Per perorare il nuovo tentativo di rivalsa (o quantomeno di mitigazione dei danni) della madre del Minnesota, i suoi legali si sono ancora rivolti al giudice Michael Davis sostenendo la flagrante presenza, nel caso in oggetto, di “dubbi che portano a un’indagine sull’equità del processo”. Chiedono cioè al giudice di prendere in considerazione l’arbitrarietà, la variabilità e la non prevedibilità della pena pecuniaria comminata alla signora Thomas.
“La differenza di qualche ordine di grandezza tra i verdetti del primo e del secondo processo di Mrs. Thomas – continuano i legali – è una prova indiscutibile” dell’arbitrarietà della pena, passata da 10mila dollari a brano a 80mila dollari a brano nel giro di pochi mesi per lo stesso, identico illecito di download non autorizzato sul network di KaZaA.
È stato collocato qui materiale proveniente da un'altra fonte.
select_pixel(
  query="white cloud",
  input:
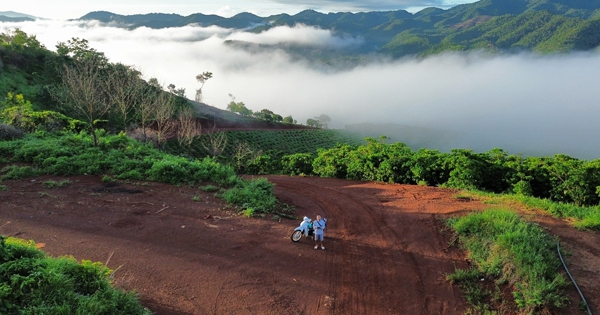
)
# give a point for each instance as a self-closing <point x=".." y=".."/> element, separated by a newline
<point x="522" y="103"/>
Secondo quanto prevede il Copyright Act , il danno stabilito per legge per ogni singola infrazione può oscillare tra i 750 e i 150mila dollari, intervallo in cui rientrano di diritto i due verdetti di cui sopra. Quell’intervallo è eccessivo e incostituzionale, ribattono i legali della signora Thomas, soprattutto in virtù del fatto che si tratta di danni nominali estrapolati da un articolo di legge piuttosto che pene commisurate al presunto danno provocato alle major del disco dai 30 download.
Durante il dibattimento in tribunale, i legali delle Big Four si sono rifiutati di discutere del danno oggettivo ricevuto a causa dei brani non autorizzati , spostando al contrario il focus della discussione sul più generico danno complessivo causato all’intera industria dalla pratica altrettanto generica di “pirateria” a mezzo file sharing. “Sarebbe incostituzionale punire Mrs. Thomas per la condotta diffusa e generalizzata di altri – dicono i legali – qualunque sia stato l’effetto di quella condotta sui querelanti”.
Piuttosto che cifre aleatorie non basate su alcuna realtà fattuale, sostiene la difesa, la giuria dovrebbe essere indotta a comminare pene pecuniarie proporzionali al mercato musicale attuale. Altro che milioni di dollari insomma, al massimo le major potrebbero pretendere dalla signora Thomas 1,29 dollari a brano o 15 dollari per album in vendite perse.